The Thinking Eye: AI That Sees, Reads, and Reasons in Medicine
Yuyin Zhou is an Assistant Professor of Computer Science and Engineering at UC Santa Cruz. Her research interests lie at the intersection of machine learning and computer vision, with a primary focus on AI for healthcare and scientific discovery. Her work has been recognized with honors including 2025 Google Research Scholar Award, 2023 Hellman Fellowship, Best Paper Award at KDD 2025 Health Day, Best Paper Honorable Mention at DART 2022, and finalist recognition for the MICCAI Young Scientist Publication Impact Award in 2022. Beyond her research, Yuyin has organized over 20 workshops and tutorials at major conferences including ICML, MICCAI, ML4H, ICCV, CVPR, and ECCV, with coverage in media outlets such as ICCV Daily and Computer Vision News. She serves as a regular Area Chair for CVPR, ICLR, MICCAI, CHIL, and ISBI, and is the Doctoral Consortium Chair for WACV 2025.

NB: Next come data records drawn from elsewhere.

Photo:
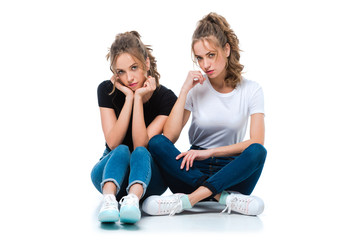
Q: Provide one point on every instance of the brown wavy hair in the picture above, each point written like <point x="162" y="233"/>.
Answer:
<point x="216" y="30"/>
<point x="130" y="42"/>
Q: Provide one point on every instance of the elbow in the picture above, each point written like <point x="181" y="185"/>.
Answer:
<point x="259" y="141"/>
<point x="112" y="144"/>
<point x="172" y="138"/>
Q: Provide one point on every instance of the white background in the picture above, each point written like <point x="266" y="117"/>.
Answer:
<point x="305" y="54"/>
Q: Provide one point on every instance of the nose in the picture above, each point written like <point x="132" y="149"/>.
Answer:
<point x="130" y="77"/>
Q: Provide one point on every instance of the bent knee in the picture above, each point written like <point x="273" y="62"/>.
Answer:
<point x="121" y="149"/>
<point x="141" y="150"/>
<point x="259" y="151"/>
<point x="156" y="141"/>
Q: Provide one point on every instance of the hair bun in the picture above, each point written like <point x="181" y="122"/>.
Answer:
<point x="135" y="33"/>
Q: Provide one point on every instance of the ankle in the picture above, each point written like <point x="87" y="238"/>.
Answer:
<point x="223" y="197"/>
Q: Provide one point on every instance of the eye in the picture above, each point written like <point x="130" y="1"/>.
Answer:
<point x="134" y="67"/>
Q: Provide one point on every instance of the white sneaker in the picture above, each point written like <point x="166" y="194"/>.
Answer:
<point x="163" y="205"/>
<point x="247" y="205"/>
<point x="129" y="211"/>
<point x="109" y="211"/>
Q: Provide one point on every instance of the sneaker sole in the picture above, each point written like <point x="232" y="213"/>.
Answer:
<point x="109" y="216"/>
<point x="129" y="214"/>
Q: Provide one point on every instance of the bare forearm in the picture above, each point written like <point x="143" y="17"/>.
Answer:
<point x="174" y="123"/>
<point x="117" y="134"/>
<point x="139" y="131"/>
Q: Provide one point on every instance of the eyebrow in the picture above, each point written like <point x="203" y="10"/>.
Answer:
<point x="210" y="52"/>
<point x="119" y="69"/>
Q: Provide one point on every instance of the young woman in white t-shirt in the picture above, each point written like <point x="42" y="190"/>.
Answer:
<point x="220" y="164"/>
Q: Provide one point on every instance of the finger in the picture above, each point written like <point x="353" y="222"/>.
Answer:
<point x="182" y="164"/>
<point x="180" y="155"/>
<point x="188" y="160"/>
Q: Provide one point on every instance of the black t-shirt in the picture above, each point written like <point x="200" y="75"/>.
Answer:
<point x="160" y="103"/>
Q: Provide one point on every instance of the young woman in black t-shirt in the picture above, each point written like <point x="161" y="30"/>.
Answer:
<point x="133" y="108"/>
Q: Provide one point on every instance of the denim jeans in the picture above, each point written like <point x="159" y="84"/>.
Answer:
<point x="125" y="169"/>
<point x="237" y="173"/>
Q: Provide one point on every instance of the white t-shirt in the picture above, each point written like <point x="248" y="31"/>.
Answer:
<point x="220" y="119"/>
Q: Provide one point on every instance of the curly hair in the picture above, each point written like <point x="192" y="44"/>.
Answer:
<point x="215" y="27"/>
<point x="130" y="42"/>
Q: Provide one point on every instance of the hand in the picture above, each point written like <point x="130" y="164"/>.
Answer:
<point x="127" y="91"/>
<point x="146" y="91"/>
<point x="193" y="78"/>
<point x="192" y="155"/>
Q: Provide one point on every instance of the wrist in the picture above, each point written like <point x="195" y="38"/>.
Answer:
<point x="184" y="90"/>
<point x="129" y="97"/>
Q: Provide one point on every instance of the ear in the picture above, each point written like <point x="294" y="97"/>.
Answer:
<point x="227" y="49"/>
<point x="147" y="62"/>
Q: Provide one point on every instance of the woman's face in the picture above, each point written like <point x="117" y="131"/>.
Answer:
<point x="130" y="72"/>
<point x="212" y="60"/>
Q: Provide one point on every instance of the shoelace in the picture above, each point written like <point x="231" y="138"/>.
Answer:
<point x="232" y="204"/>
<point x="176" y="208"/>
<point x="109" y="203"/>
<point x="129" y="200"/>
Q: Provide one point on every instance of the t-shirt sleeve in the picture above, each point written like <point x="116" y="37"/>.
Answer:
<point x="256" y="104"/>
<point x="167" y="102"/>
<point x="104" y="99"/>
<point x="189" y="103"/>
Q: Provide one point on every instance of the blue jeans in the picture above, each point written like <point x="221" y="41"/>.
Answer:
<point x="238" y="173"/>
<point x="125" y="169"/>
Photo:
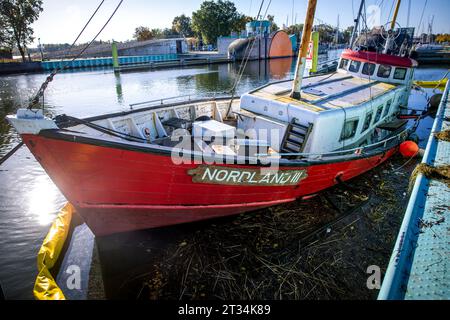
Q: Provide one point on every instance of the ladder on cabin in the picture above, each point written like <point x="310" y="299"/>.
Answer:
<point x="296" y="136"/>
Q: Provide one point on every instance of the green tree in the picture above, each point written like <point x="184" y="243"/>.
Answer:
<point x="214" y="19"/>
<point x="17" y="17"/>
<point x="143" y="34"/>
<point x="296" y="29"/>
<point x="348" y="34"/>
<point x="182" y="25"/>
<point x="5" y="36"/>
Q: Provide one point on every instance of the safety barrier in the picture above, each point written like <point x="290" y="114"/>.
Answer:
<point x="45" y="287"/>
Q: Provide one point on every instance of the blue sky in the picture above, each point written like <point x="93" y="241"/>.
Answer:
<point x="63" y="19"/>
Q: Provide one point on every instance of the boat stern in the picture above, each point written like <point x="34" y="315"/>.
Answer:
<point x="27" y="121"/>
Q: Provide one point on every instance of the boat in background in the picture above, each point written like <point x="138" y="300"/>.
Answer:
<point x="165" y="164"/>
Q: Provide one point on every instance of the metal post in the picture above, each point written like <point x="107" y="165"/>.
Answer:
<point x="115" y="56"/>
<point x="306" y="36"/>
<point x="391" y="31"/>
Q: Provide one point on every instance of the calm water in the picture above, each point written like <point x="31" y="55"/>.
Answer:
<point x="29" y="200"/>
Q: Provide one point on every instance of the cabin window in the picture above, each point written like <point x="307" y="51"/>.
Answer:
<point x="378" y="115"/>
<point x="354" y="66"/>
<point x="349" y="129"/>
<point x="388" y="108"/>
<point x="369" y="69"/>
<point x="400" y="73"/>
<point x="384" y="71"/>
<point x="344" y="64"/>
<point x="367" y="121"/>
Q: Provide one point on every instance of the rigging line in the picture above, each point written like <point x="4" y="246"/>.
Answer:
<point x="49" y="79"/>
<point x="390" y="12"/>
<point x="248" y="57"/>
<point x="238" y="80"/>
<point x="232" y="90"/>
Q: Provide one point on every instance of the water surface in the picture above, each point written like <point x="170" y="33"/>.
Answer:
<point x="29" y="200"/>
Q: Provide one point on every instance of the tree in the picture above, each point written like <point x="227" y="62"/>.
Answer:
<point x="273" y="26"/>
<point x="182" y="25"/>
<point x="17" y="17"/>
<point x="348" y="34"/>
<point x="215" y="19"/>
<point x="240" y="22"/>
<point x="143" y="34"/>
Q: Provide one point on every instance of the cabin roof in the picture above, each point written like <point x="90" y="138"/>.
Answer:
<point x="374" y="57"/>
<point x="325" y="93"/>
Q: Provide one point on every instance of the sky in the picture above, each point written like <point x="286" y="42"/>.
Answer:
<point x="62" y="20"/>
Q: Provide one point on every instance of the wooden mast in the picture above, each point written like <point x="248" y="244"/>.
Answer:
<point x="306" y="36"/>
<point x="391" y="30"/>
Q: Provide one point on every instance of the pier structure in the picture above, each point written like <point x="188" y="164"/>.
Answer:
<point x="420" y="263"/>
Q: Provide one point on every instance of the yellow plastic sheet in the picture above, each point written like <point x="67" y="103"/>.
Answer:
<point x="45" y="287"/>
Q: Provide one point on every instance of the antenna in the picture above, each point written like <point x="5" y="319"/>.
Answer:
<point x="336" y="37"/>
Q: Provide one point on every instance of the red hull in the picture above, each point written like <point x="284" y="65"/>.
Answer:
<point x="117" y="190"/>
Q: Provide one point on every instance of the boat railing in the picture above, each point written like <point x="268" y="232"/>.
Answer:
<point x="170" y="100"/>
<point x="159" y="101"/>
<point x="360" y="151"/>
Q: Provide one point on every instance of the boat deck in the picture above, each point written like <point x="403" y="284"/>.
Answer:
<point x="328" y="92"/>
<point x="419" y="268"/>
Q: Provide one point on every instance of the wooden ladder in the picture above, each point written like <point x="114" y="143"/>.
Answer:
<point x="296" y="136"/>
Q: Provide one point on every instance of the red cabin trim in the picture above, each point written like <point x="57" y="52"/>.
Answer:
<point x="367" y="56"/>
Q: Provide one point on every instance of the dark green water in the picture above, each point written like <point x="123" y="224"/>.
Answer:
<point x="29" y="200"/>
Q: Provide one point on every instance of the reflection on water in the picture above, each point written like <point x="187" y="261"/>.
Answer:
<point x="28" y="198"/>
<point x="40" y="199"/>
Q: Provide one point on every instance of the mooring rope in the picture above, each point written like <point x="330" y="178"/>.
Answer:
<point x="41" y="91"/>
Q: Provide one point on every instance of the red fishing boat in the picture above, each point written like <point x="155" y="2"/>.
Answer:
<point x="173" y="163"/>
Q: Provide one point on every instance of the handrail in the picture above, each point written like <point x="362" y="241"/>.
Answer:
<point x="160" y="100"/>
<point x="360" y="150"/>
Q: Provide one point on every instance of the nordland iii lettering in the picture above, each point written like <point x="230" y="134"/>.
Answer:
<point x="233" y="176"/>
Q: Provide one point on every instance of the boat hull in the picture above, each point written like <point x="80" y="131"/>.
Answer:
<point x="117" y="189"/>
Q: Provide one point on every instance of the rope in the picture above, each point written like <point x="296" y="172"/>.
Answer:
<point x="11" y="152"/>
<point x="41" y="91"/>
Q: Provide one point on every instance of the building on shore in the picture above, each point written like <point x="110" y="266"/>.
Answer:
<point x="257" y="42"/>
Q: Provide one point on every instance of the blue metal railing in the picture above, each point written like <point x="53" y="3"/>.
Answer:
<point x="105" y="62"/>
<point x="397" y="274"/>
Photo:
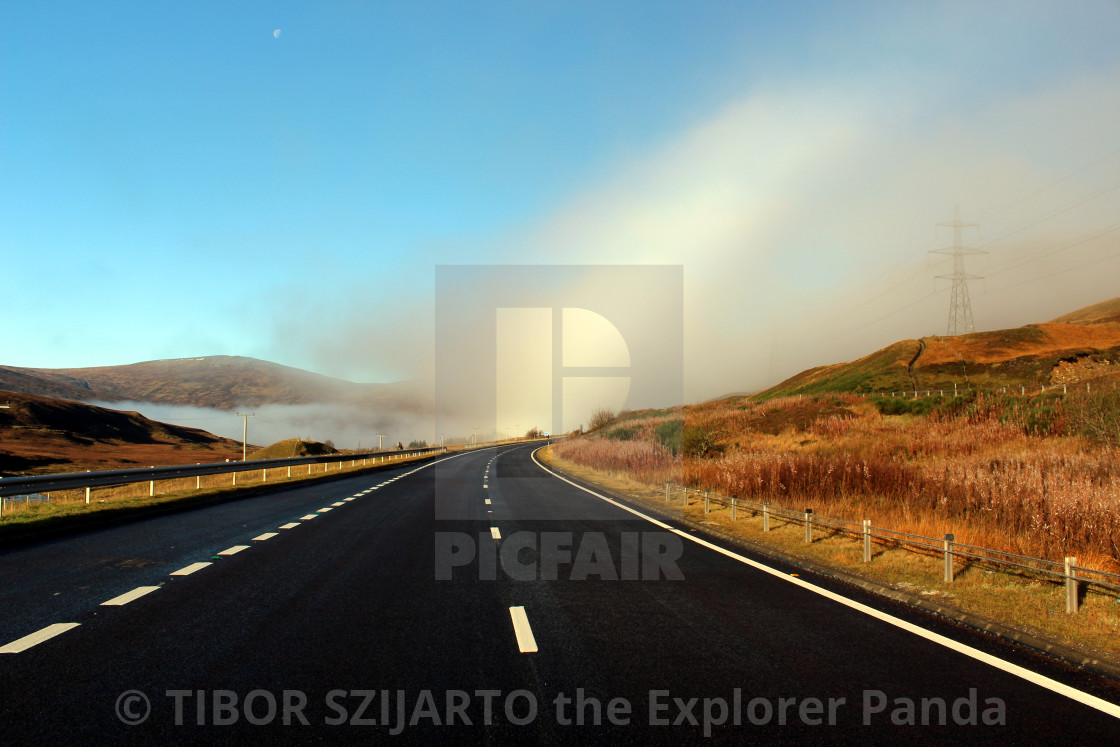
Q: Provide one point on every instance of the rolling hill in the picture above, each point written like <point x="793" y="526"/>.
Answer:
<point x="220" y="382"/>
<point x="1080" y="346"/>
<point x="39" y="435"/>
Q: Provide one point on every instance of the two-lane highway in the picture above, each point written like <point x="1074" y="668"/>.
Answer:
<point x="479" y="598"/>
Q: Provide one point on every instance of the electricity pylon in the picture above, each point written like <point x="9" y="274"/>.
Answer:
<point x="960" y="308"/>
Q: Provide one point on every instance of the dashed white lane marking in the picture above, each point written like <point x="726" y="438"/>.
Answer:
<point x="996" y="662"/>
<point x="129" y="596"/>
<point x="37" y="637"/>
<point x="190" y="569"/>
<point x="521" y="628"/>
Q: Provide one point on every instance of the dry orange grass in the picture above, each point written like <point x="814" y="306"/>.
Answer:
<point x="979" y="474"/>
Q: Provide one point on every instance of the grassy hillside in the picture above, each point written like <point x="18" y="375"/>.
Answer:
<point x="1084" y="349"/>
<point x="222" y="382"/>
<point x="40" y="435"/>
<point x="292" y="447"/>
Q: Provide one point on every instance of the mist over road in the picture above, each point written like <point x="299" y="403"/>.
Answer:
<point x="423" y="600"/>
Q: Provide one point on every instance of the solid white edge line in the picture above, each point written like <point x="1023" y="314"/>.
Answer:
<point x="129" y="596"/>
<point x="1041" y="680"/>
<point x="190" y="569"/>
<point x="37" y="637"/>
<point x="525" y="640"/>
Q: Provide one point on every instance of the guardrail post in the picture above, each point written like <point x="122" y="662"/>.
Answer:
<point x="1071" y="586"/>
<point x="948" y="578"/>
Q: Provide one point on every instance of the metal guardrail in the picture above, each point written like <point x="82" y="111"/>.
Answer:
<point x="89" y="479"/>
<point x="1074" y="577"/>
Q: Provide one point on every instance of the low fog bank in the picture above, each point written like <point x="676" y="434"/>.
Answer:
<point x="346" y="427"/>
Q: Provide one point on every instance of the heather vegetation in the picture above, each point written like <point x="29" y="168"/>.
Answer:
<point x="1037" y="475"/>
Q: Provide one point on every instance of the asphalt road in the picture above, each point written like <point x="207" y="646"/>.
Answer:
<point x="413" y="610"/>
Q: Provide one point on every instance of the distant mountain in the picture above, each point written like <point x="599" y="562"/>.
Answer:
<point x="43" y="435"/>
<point x="1080" y="346"/>
<point x="221" y="382"/>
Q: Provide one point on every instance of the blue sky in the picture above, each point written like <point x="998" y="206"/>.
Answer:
<point x="178" y="180"/>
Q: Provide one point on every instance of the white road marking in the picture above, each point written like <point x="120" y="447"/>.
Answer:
<point x="1041" y="680"/>
<point x="129" y="596"/>
<point x="37" y="637"/>
<point x="190" y="569"/>
<point x="521" y="628"/>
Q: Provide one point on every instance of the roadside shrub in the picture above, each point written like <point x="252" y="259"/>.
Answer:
<point x="670" y="435"/>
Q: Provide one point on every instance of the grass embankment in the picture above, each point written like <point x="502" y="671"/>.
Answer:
<point x="1030" y="605"/>
<point x="67" y="511"/>
<point x="1014" y="474"/>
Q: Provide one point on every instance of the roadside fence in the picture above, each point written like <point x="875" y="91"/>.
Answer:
<point x="955" y="556"/>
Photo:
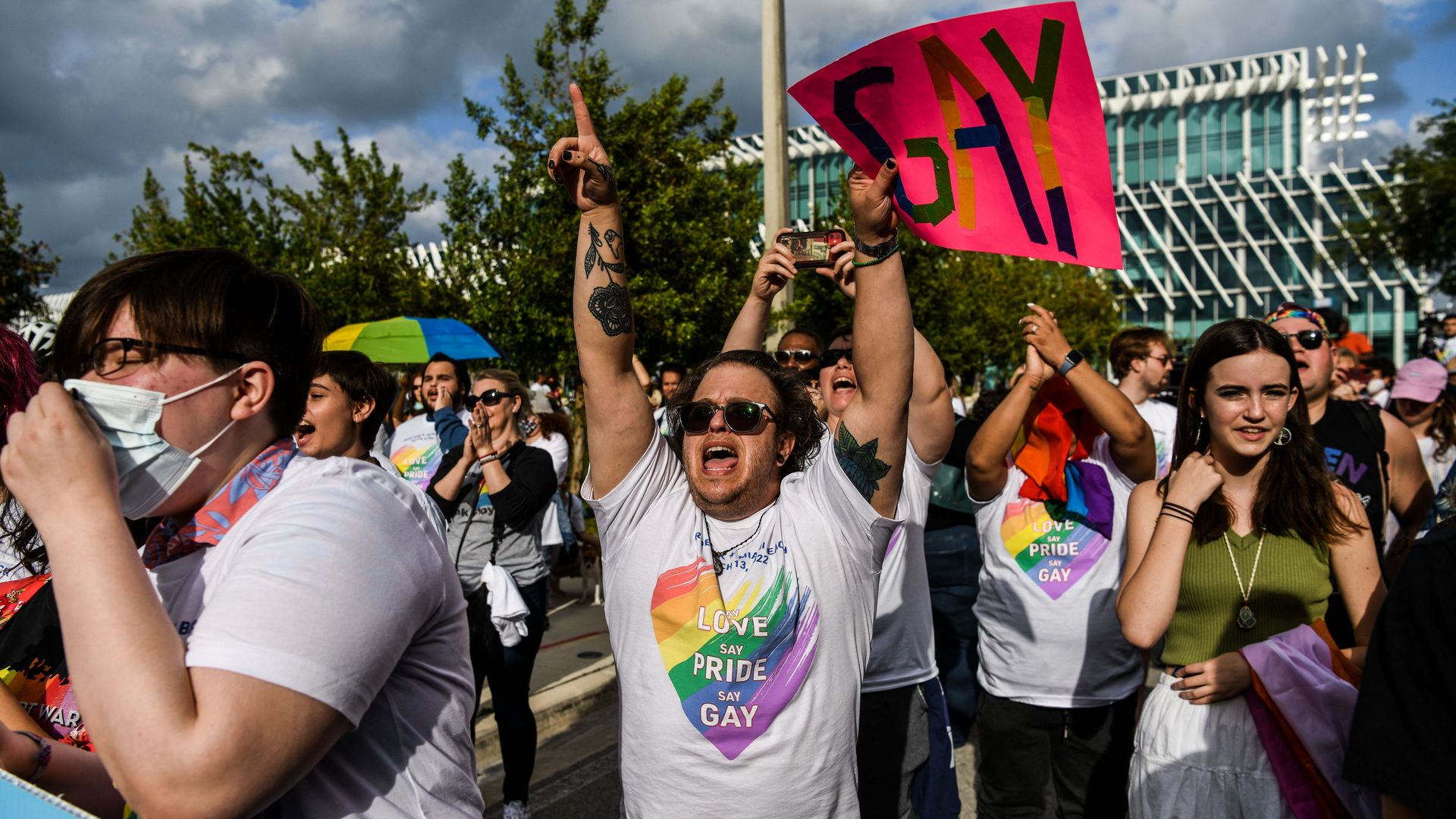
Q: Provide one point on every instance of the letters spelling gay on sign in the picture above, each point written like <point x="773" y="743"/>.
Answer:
<point x="996" y="124"/>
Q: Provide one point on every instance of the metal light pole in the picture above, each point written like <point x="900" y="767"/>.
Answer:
<point x="775" y="136"/>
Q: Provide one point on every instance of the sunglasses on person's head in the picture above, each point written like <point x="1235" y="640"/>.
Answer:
<point x="797" y="356"/>
<point x="490" y="398"/>
<point x="743" y="417"/>
<point x="1308" y="338"/>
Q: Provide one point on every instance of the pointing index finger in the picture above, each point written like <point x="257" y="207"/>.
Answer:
<point x="579" y="105"/>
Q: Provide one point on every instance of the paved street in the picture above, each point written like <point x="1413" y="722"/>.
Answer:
<point x="576" y="698"/>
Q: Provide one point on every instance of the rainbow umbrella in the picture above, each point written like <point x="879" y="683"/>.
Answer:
<point x="406" y="340"/>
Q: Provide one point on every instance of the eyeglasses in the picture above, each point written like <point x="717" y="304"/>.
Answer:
<point x="111" y="354"/>
<point x="743" y="417"/>
<point x="490" y="398"/>
<point x="1308" y="338"/>
<point x="797" y="356"/>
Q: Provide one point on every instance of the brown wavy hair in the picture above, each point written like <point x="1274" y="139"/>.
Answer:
<point x="1296" y="496"/>
<point x="794" y="407"/>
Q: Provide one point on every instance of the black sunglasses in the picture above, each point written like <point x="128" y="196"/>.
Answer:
<point x="797" y="356"/>
<point x="490" y="398"/>
<point x="1308" y="338"/>
<point x="111" y="354"/>
<point x="743" y="417"/>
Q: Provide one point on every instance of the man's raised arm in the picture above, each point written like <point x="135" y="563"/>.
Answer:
<point x="871" y="438"/>
<point x="618" y="413"/>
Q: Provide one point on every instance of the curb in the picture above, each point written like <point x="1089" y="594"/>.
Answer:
<point x="557" y="707"/>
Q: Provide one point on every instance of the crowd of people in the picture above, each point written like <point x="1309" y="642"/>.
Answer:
<point x="245" y="577"/>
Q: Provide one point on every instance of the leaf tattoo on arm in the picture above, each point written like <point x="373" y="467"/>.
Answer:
<point x="593" y="254"/>
<point x="595" y="257"/>
<point x="858" y="461"/>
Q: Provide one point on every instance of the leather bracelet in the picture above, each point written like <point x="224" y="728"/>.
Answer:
<point x="1169" y="504"/>
<point x="874" y="261"/>
<point x="1175" y="515"/>
<point x="42" y="757"/>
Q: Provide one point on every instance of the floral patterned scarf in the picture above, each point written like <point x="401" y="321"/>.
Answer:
<point x="207" y="528"/>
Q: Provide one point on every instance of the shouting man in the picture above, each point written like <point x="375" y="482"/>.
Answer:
<point x="743" y="550"/>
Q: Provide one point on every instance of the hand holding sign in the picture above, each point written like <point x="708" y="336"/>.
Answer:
<point x="875" y="218"/>
<point x="990" y="156"/>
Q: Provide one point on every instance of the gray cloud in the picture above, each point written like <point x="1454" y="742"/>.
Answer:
<point x="96" y="91"/>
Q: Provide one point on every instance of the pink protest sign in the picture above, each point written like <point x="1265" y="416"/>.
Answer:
<point x="996" y="126"/>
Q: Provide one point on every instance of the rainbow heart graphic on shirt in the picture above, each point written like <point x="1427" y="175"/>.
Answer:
<point x="1053" y="548"/>
<point x="734" y="665"/>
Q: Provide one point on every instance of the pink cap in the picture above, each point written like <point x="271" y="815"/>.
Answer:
<point x="1420" y="379"/>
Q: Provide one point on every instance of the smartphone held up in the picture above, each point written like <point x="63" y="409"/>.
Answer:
<point x="811" y="248"/>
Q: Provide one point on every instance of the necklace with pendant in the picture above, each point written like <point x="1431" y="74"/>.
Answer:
<point x="1245" y="618"/>
<point x="718" y="556"/>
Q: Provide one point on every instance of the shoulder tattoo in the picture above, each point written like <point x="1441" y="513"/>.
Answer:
<point x="858" y="461"/>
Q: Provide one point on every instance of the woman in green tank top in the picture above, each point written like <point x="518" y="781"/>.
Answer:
<point x="1239" y="542"/>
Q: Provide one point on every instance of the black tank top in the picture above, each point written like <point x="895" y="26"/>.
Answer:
<point x="1353" y="439"/>
<point x="1354" y="444"/>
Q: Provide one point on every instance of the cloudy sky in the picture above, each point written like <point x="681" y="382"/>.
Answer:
<point x="93" y="93"/>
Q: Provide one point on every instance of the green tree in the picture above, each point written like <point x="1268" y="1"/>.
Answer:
<point x="688" y="226"/>
<point x="24" y="265"/>
<point x="967" y="305"/>
<point x="1420" y="221"/>
<point x="343" y="237"/>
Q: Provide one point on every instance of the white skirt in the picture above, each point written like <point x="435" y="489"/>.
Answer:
<point x="1200" y="761"/>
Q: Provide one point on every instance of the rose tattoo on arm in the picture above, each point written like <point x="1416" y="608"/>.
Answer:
<point x="610" y="305"/>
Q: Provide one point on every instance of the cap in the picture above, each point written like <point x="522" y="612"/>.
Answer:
<point x="1420" y="379"/>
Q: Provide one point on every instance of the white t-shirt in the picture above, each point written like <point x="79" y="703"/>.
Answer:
<point x="1047" y="608"/>
<point x="296" y="595"/>
<point x="414" y="449"/>
<point x="740" y="692"/>
<point x="1164" y="422"/>
<point x="903" y="648"/>
<point x="560" y="450"/>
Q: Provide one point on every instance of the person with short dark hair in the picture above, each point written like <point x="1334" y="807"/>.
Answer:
<point x="742" y="569"/>
<point x="497" y="490"/>
<point x="240" y="661"/>
<point x="419" y="445"/>
<point x="1142" y="359"/>
<point x="1367" y="449"/>
<point x="1050" y="472"/>
<point x="347" y="404"/>
<point x="672" y="378"/>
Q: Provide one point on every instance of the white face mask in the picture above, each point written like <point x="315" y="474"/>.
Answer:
<point x="149" y="468"/>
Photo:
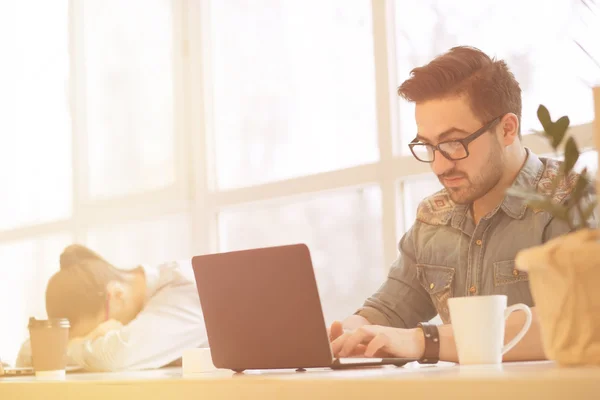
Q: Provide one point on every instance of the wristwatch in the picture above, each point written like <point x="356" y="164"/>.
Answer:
<point x="431" y="355"/>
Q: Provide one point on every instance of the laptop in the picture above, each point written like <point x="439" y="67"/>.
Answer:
<point x="262" y="311"/>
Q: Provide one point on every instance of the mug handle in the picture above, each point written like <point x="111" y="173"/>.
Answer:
<point x="523" y="331"/>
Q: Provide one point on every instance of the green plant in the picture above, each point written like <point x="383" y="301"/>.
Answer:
<point x="574" y="211"/>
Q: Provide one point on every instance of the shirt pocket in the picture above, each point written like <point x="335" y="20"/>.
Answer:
<point x="437" y="282"/>
<point x="506" y="272"/>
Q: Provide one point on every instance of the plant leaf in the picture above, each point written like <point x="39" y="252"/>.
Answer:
<point x="559" y="177"/>
<point x="555" y="131"/>
<point x="571" y="155"/>
<point x="580" y="187"/>
<point x="559" y="129"/>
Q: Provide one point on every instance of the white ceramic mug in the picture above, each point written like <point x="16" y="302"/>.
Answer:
<point x="478" y="326"/>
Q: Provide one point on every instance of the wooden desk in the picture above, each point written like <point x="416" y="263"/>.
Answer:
<point x="542" y="380"/>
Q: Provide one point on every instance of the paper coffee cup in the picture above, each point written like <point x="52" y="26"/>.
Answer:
<point x="49" y="339"/>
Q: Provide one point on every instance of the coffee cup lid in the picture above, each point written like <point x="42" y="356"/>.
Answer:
<point x="49" y="323"/>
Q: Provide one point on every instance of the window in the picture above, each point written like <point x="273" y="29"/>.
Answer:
<point x="304" y="100"/>
<point x="122" y="114"/>
<point x="35" y="153"/>
<point x="415" y="190"/>
<point x="129" y="95"/>
<point x="152" y="241"/>
<point x="342" y="230"/>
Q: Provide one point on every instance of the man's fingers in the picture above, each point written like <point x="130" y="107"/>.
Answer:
<point x="335" y="331"/>
<point x="360" y="336"/>
<point x="378" y="343"/>
<point x="338" y="343"/>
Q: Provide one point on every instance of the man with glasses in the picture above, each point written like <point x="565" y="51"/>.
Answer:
<point x="465" y="238"/>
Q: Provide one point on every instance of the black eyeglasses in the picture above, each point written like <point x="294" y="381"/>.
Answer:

Medical AI is undergoing a profound transformation, evolving from simple pattern recognition to systems capable of complex clinical reasoning. This talk will chart this evolution across three dimensions: data, models, and evaluation. I will first highlight the shift from limited, unimodal datasets to massive multimodal resources. In particular, I will introduce MedTrinity-25M—a novel collection of over 25 million richly annotated medical images that serves as a foundation for multimodal tasks such as visual question answering and report generation. Building on this, I will describe how grounding decision processes in a structured medical knowledge graph enables the generation of high-fidelity reasoning chains. Using these chains, we construct a large-scale medical reasoning dataset, which in turn allows us to develop a new class of reasoning models. These models not only achieve state-of-the-art performance on multiple clinical Q&A benchmarks but also produce reasoning outputs that physicians across seven specialties have independently verified as clinically reliable, interpretable, and more factually accurate than existing large language models. Finally, the talk will offer a deep dive into the critical evaluation of these advanced models, moving beyond standard benchmarks to expose their current limitations—particularly in interpreting dynamic clinical scenarios such as tracking disease progression from temporal image sequences. To foster a holistic understanding of the mechanisms underlying these reasoning models, I will introduce a new evaluation framework that examines performance from two complementary perspectives: their grasp of static knowledge versus their capacity for dynamic reasoning. Together, these advances point toward a future where AI systems can holistically analyze patient information and function as true collaborative partners in complex medical decision-making.